We are seeing stage 2 clang build crashes on arm64 platform and confirmed it is caused by this change after bisecting. Could you revert the change please?
The problem I'm seeing can be reproduced with this source file: https://martin.st/temp/cdf-preproc.c
To reproduce:
$ clang -target aarch64-w64-mingw32 -S -O3 cdf-preproc.c
One difference in the generated asm looks like this, where I think the error is visible:
ldrh w10, [x2, #6032] strh wzr, [x1, #6034] strh w10, [x1, #6032] - ldr q0, [x2, #16] - str q0, [x1, #16] - ldr q0, [x2] + ldp q0, q1, [x2] strh wzr, [x1, #24] - str q0, [x1] - ldr q0, [x2, #48] - str q0, [x1, #48] - ldr q0, [x2, #32] + stp q0, q1, [x1] + ldp q0, q1, [x2, #32]
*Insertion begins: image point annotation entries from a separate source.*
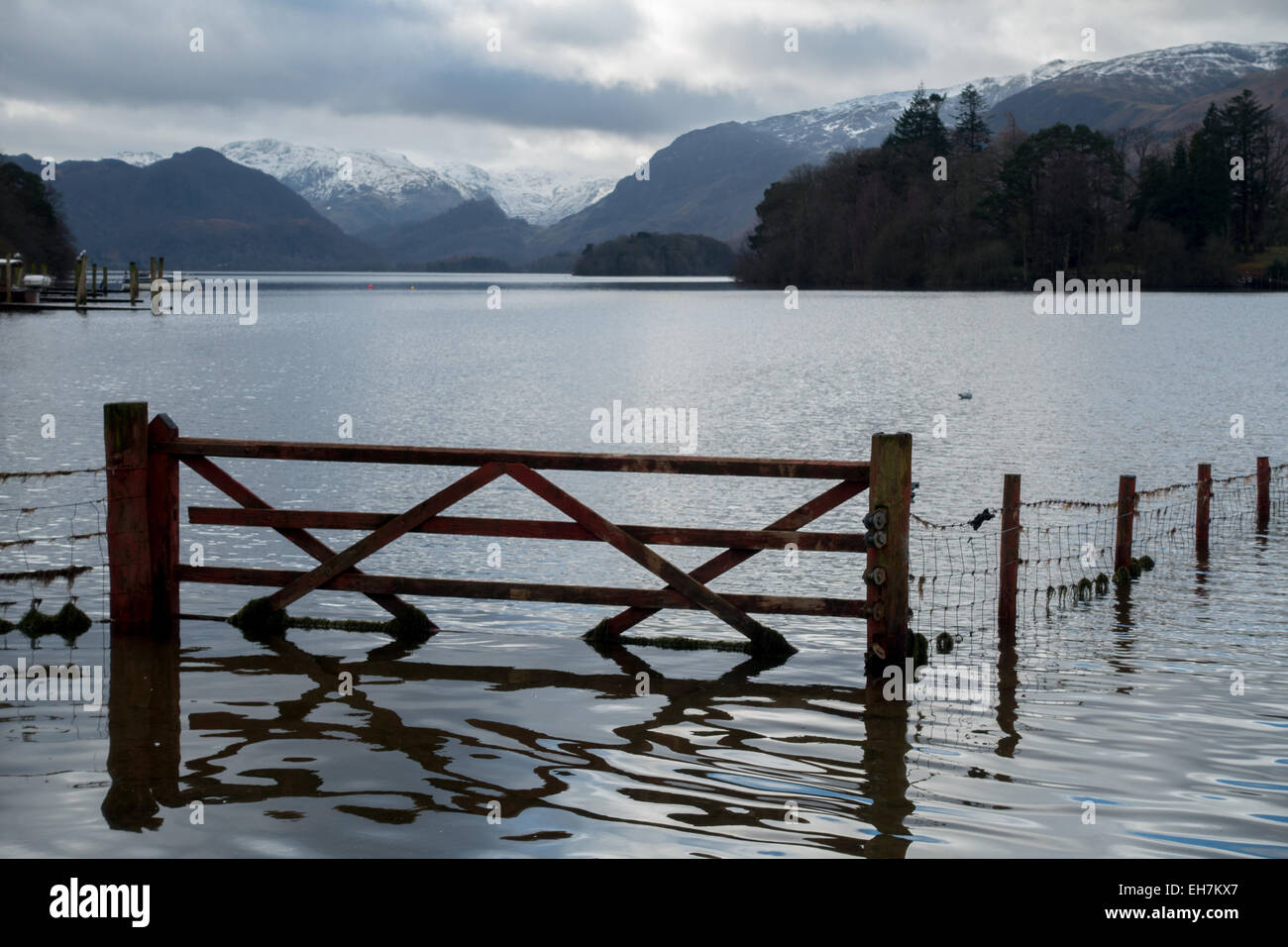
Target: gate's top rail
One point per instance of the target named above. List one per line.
(537, 460)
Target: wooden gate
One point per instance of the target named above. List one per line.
(143, 532)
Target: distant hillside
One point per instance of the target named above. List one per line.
(656, 254)
(200, 210)
(1141, 89)
(704, 182)
(475, 228)
(30, 223)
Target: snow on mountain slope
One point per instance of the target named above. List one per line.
(1180, 67)
(1166, 76)
(140, 158)
(365, 188)
(356, 189)
(864, 121)
(542, 197)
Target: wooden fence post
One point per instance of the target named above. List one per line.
(1203, 509)
(1126, 515)
(1262, 492)
(125, 436)
(889, 491)
(163, 526)
(80, 281)
(1009, 557)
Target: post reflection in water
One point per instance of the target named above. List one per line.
(867, 779)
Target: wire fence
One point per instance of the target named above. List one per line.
(47, 547)
(1067, 552)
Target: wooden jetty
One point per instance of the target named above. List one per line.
(90, 286)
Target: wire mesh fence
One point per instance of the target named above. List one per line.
(47, 547)
(1065, 552)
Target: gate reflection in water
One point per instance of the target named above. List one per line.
(147, 785)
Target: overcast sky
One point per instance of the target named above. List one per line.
(578, 85)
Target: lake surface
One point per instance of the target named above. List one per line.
(1124, 701)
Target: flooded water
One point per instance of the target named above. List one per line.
(1151, 720)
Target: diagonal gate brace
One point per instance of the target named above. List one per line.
(764, 639)
(716, 566)
(381, 538)
(310, 544)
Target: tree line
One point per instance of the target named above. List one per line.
(30, 221)
(958, 206)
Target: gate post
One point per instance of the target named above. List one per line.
(1262, 493)
(889, 499)
(1126, 517)
(1009, 557)
(1202, 509)
(129, 560)
(163, 526)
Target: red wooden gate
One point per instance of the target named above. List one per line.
(143, 519)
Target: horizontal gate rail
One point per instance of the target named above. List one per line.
(143, 463)
(536, 460)
(524, 591)
(532, 528)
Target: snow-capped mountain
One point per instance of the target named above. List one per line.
(532, 193)
(1147, 89)
(1184, 68)
(362, 189)
(140, 158)
(356, 189)
(864, 121)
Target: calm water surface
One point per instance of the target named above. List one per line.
(1124, 701)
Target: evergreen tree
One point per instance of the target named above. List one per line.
(918, 127)
(971, 132)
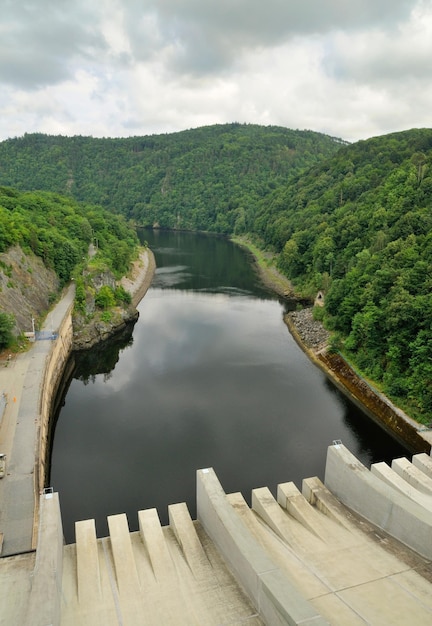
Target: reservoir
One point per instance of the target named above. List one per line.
(209, 377)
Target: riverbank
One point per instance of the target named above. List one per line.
(29, 383)
(313, 338)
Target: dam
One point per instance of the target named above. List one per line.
(354, 550)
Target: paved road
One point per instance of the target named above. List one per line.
(21, 379)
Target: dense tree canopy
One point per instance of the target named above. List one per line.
(60, 230)
(210, 178)
(353, 220)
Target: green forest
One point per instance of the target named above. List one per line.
(353, 220)
(60, 230)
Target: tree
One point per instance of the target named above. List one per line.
(7, 323)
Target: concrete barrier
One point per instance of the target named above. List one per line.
(366, 494)
(276, 600)
(44, 604)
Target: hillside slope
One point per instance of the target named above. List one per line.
(209, 178)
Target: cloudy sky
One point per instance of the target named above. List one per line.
(352, 69)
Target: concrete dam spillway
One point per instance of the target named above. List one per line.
(354, 550)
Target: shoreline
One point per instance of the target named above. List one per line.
(29, 382)
(312, 338)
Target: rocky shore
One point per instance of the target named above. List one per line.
(313, 338)
(89, 334)
(311, 332)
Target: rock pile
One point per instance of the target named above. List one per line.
(311, 332)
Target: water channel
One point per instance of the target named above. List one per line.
(210, 377)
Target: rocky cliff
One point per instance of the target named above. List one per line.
(27, 287)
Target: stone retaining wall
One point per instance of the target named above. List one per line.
(54, 368)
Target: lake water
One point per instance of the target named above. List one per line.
(210, 377)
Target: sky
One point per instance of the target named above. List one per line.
(118, 68)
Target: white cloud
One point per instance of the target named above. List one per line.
(122, 67)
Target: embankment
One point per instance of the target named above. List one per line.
(311, 337)
(53, 373)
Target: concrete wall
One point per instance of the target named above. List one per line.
(44, 606)
(277, 602)
(354, 485)
(54, 368)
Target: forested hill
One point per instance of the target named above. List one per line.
(211, 178)
(359, 226)
(352, 220)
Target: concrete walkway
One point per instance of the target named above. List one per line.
(21, 380)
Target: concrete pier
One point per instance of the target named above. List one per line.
(304, 558)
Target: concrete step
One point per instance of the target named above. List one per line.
(413, 475)
(424, 462)
(154, 541)
(88, 571)
(288, 529)
(394, 479)
(377, 500)
(123, 556)
(186, 535)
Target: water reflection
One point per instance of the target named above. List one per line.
(212, 379)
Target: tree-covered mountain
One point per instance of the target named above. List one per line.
(359, 226)
(59, 230)
(352, 220)
(45, 239)
(211, 178)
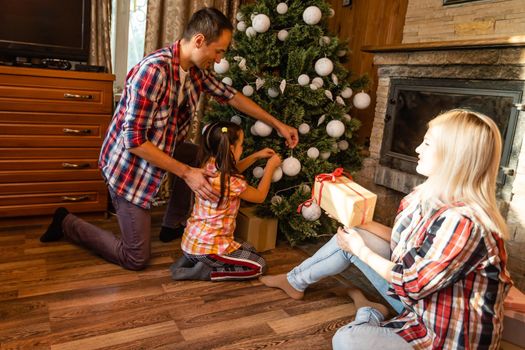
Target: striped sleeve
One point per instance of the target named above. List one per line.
(217, 89)
(451, 248)
(145, 88)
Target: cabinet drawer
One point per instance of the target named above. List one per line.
(49, 153)
(44, 198)
(48, 170)
(54, 94)
(18, 129)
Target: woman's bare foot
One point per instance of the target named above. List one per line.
(281, 282)
(360, 300)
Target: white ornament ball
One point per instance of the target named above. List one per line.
(282, 8)
(335, 128)
(325, 155)
(247, 90)
(241, 26)
(312, 152)
(222, 67)
(291, 166)
(305, 188)
(273, 92)
(343, 145)
(282, 35)
(311, 212)
(361, 100)
(312, 15)
(262, 129)
(324, 40)
(277, 174)
(324, 67)
(318, 82)
(303, 79)
(304, 129)
(236, 119)
(258, 172)
(261, 23)
(227, 81)
(346, 93)
(250, 32)
(276, 200)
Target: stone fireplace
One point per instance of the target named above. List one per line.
(415, 82)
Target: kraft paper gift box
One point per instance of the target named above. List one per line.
(343, 199)
(260, 232)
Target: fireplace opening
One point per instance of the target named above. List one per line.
(412, 103)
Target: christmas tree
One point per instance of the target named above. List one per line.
(283, 57)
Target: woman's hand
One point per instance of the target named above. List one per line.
(264, 153)
(350, 241)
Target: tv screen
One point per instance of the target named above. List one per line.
(56, 29)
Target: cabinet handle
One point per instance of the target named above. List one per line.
(78, 97)
(76, 131)
(75, 166)
(74, 199)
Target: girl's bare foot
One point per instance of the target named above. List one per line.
(360, 301)
(281, 282)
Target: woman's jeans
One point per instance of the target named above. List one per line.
(365, 331)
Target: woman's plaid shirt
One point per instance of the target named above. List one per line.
(148, 111)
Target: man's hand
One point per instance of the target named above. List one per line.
(289, 133)
(349, 240)
(197, 180)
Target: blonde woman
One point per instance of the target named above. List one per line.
(445, 273)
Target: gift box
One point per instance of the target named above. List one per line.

Previously the strh wzr, [x1, #24] was done after the str q0, [x1, #16] (so it would overwrite one part of the written qword with zeros), but now the strh remains intact and is done before the new stp q0, q1, [x1].
As I mentioned inline, this seems to be skipping a legality check (around line 1734), which is probably the source of the mis-compiles (please add a test for that).
I understand the motivation about trying to find a rename register earlier, but I was wondering if we can detect the need for renaming at a single (possible new) place. It may not be possible, because the register to check for renaming depends on whether we merge forward or backwards.
We were also seeing several downstream test failures on arm64 after this. Thanks for the speedy revert!
Added checks to ensure that STPs are only generated when the base register is not in use or has not been modified. Also added test cases when the base register has been modified and when there are no registers available for renaming.
Besides some nits/observations inline, one question about testing. The reproducer that was attached does not get miscompiled anymore? And it is exactly one of these cases that was added, i.e. the modified base register? Just asking to see if there's not another case or test that we are missing.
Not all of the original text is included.